From Italian domani, meaning tomorrow.
Domani is the Italian word for "tomorrow," descended through Latin *de mane* ("of the morning") and carrying within it the whole arc of Latin's transformation into the Romance languages. In Italian culture the word has long been tinged with philosophical irony — the phrase *rimandare a domani* (to put off until tomorrow) captures a certain Mediterranean relationship with time — yet as a name it sheds that ambivalence and becomes purely forward-looking: a declaration of hope, of the future, of the child as tomorrow itself.
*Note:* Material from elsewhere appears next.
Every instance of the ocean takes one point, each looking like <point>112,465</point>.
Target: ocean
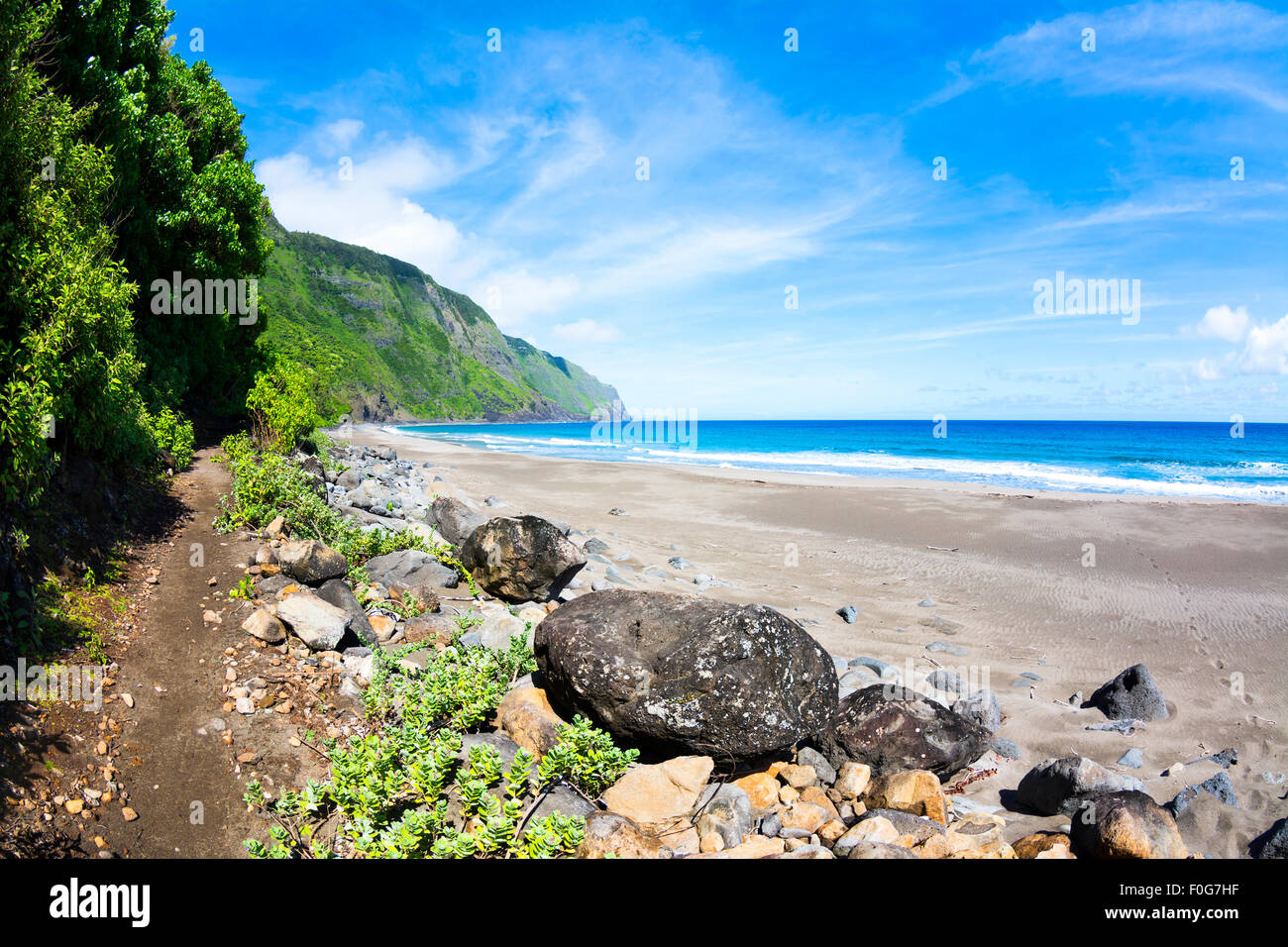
<point>1167,459</point>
As a given name, Domani has roots in Italian-American communities and among African-American families drawn to its romantic sound and its meaning.
The rapper and cultural figure Diddy (Sean Combs) named his son Christian Casey "Domani" Combs in 2004, bringing the name wider attention in American popular culture. The choice reflected a broader trend of parents selecting Italian vocabulary words — Bella, Vita, Luca — as given names, prizing their musicality and the resonance of a meaning you can explain in one word. Domani sits in a naming category that might be called "aspirational vocabulary names" — names like Haven, Journey, or Legacy that make a statement about what parents wish for their child.
Its Italian origin gives it a warmth that fully English coinages sometimes lack, and its three open vowel-rich syllables (*Do-MA-ni*) give it an innate lyricism. It is the name of a child who is, by definition, the future.